Abstract
Introduction: The syndrome of post-bariatric surgery axonal polyneuropathy (PAP) may present with various sensory and motor symptoms including paralysis. We aim to describe the diagnostic features and outcome of treatment of the acute paralytic form of PAP (acute paralytic PAP [APPAP]) as it was not described in a separate cohort previously. Methods: We retrospectively reviewed medical charts and described the clinical, electrodiagnostic features, treatment, and outcome for patients who presented to our clinical neurophysiology unit with disabling weakness within 24 months post-bariatric surgery. The main outcome measure was the percent of patients who are able to walk independently at the last visit and comparing the group who resumed walking independently at 6 months to the group who did not, in regards to the use of intravenous immunoglobulin (IVIg). Results: Thirteen patients were included (10 women and 3 men) with a mean age of 29.8 years (SD 12.5). All presented with loss of ambulation resembling Guillain-Barre Syndrome. The median time of onset was 4 months (interquartile range [IQR] 3–6) post-surgery, and the median time to weakness nadir was 3 weeks (IQR 3–3.5) with an average weight loss of 38.6 kg (SD 17.09). All patients regained their ability to ambulate; however, the ability to walk independently was achieved in 66.7% of patients. The percent of patients who were able to ambulate independently at 6 months were 16% with IVIg versus 66.7% without IVIg. Conclusion: The syndrome of APPAP develops in the first-year post-bariatric surgery.
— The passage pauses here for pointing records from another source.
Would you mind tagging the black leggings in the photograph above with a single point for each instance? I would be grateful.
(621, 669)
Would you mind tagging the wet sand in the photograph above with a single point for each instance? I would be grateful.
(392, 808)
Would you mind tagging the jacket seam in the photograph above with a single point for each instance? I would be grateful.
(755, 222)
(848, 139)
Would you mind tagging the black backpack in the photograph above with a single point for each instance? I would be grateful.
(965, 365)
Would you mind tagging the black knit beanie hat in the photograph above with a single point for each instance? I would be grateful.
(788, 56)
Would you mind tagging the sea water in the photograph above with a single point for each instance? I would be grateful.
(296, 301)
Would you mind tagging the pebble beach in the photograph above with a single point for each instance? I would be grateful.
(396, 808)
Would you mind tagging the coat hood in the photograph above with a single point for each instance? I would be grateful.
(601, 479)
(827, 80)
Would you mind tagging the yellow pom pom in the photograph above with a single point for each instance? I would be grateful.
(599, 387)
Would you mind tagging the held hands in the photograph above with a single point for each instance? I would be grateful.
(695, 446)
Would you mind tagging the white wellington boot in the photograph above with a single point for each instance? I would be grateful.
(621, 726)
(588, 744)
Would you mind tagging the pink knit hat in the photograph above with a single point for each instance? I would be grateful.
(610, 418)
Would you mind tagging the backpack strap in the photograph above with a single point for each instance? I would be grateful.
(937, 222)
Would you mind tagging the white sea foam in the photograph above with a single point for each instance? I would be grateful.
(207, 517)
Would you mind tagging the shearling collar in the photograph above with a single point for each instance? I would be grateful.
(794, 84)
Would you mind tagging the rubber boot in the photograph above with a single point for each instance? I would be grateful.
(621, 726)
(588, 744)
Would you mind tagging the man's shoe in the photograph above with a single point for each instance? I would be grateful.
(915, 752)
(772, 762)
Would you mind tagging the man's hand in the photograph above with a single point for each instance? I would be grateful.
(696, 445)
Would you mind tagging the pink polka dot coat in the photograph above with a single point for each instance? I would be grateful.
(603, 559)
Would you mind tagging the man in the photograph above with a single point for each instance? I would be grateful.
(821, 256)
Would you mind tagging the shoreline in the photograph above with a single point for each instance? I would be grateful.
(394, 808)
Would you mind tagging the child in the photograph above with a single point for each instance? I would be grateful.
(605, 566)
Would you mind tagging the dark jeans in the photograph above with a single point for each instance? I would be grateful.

The majority of patients regain independent ambulation.
Introduction
Bariatric surgeries are associated with several neurological complications including polyradiculoneuropathy, peripheral neuropathy, myelopathy, encephalopathy, and optic neuropathy [1, 2]. In a previous study, peripheral neuropathy was reported in 16% of patients who underwent bariatric surgery and was characterized into polyneuropathy (6.2%), mononeuropathy (9.0%), and radiculoplexus neuropathy (1.1%) [3]. Polyneuropathy typically presents with distal sensory symptoms with or without weakness. More than 15 cases of acute paralytic post-bariatric surgery axonal polyneuropathy (APPAP) have been described in several previous studies [2, 4‒6]. These were small-scale reports (n < 5 patients) and lacked detailed clinical, electrodiagnostic (EDX) evaluation, and outcome data [2].
Obesity has become a huge burden worldwide in both developed and developing countries. In 2016, the World Health Organization reported a prevalence of obesity of 13% among the adult population (11% of men and 15% of women) [7]. In addition, it has been reported that bariatric surgery reduces the morbidity of obesity and has been shown to lower the 10-years relative risk of coronary artery disease by 40% [8]. Therefore, the demand for bariatric surgeries is likely to continue rising.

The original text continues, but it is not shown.